Jeden z pierwszych bossów


Jest to strzelaninka na kółkach (shooter on rails) - w której pokonujemy hordy zombiaków wpisując szybko różne hasła na klawiaturze. Ponieważ gra nie jest jakimś wielkim fabularnym przeżyciem a tylko rozrywkową halloweenową rozpierduchą, piszę wrażenia w podpunktach i dołączam galerię.

Menu umożliwiające przełączenie pomiędzy Typing a House of the Dead

- Do gry ma wkrótce ma być dodany darmowy DLC umożliwiający grę w coopie.

- Grafika, delikatnie mówiąc, nie powala. Ale w takiej prześmiewczej grze jest OK.

- Gra jest łatwiejsza jako celowniczek niż jako klawiatureczek (nazwijmy to tak). Ponieważ przechodzimy te same poziomy, wybieramy sobie to co nam bardziej odpowiada.

- Na koniec każdego poziomu dostajemy walkę z bossem - zazwyczaj jakimś obrzydliwcem.

- Przerywniki są w stylu Tarantinowskiego Grindhouse. Nawet bohaterki - striptizerki z szynami na nogach dziwnie przypominają mi bohaterki Tarantino.

- W czasie gry zbieramy pieniądze- które możemy następnie zużytkować na usprawnienia do broni - takie jak szybszy czas przeładowania lub po prostu na nowe pukawki.

- Od czasu do czasu mamy szansę uratować cywila.
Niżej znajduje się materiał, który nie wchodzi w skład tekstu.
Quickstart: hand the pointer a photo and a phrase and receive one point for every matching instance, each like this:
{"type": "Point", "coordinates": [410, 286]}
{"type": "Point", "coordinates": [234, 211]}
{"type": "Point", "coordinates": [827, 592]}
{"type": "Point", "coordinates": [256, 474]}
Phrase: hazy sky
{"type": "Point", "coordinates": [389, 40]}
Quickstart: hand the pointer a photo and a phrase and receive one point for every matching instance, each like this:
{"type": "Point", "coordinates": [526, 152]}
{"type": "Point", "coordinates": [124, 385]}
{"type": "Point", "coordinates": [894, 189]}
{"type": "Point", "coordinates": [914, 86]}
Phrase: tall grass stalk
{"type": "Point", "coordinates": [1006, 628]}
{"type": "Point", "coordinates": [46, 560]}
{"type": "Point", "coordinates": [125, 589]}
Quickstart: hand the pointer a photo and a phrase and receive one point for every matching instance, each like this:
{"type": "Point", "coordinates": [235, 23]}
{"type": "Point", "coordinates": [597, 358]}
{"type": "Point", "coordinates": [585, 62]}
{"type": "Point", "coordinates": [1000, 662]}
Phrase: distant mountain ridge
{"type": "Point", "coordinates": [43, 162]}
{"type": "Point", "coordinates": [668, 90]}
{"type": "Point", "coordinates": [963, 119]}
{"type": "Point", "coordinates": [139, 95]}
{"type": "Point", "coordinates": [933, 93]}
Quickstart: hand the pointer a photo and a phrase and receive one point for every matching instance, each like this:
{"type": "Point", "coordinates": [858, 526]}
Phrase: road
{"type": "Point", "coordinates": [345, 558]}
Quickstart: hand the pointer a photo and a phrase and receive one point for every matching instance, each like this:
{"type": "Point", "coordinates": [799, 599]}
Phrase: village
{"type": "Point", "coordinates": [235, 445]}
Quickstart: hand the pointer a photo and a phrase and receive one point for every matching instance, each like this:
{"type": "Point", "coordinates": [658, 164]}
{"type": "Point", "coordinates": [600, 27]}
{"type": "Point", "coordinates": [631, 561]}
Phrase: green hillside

Wtedy musimy uważać aby go nie trafić. Dostajemy wtedy sporą ilość gotówki.

Cywil uratowany

- W trakcie gry w trybie HOTD możemy strzelać w różne ukryte miejsca i dostawać za do bonusy typu odblokowanie obrazków czy utworów muzycznych. W trakcie gry w TOTD teoretycznie możemy w niektórych momentach nacisnąć TAB w tym samym celu.

- Estetyka gry przypomina trochę niektóre odsłony (te starsze) Resident Evil.

- Gra jest zadziwiająco grywalna i jej wydanie na Steam było dla mnie sporą niespodzianką. Dawno nie grałem w celowniczki na PC.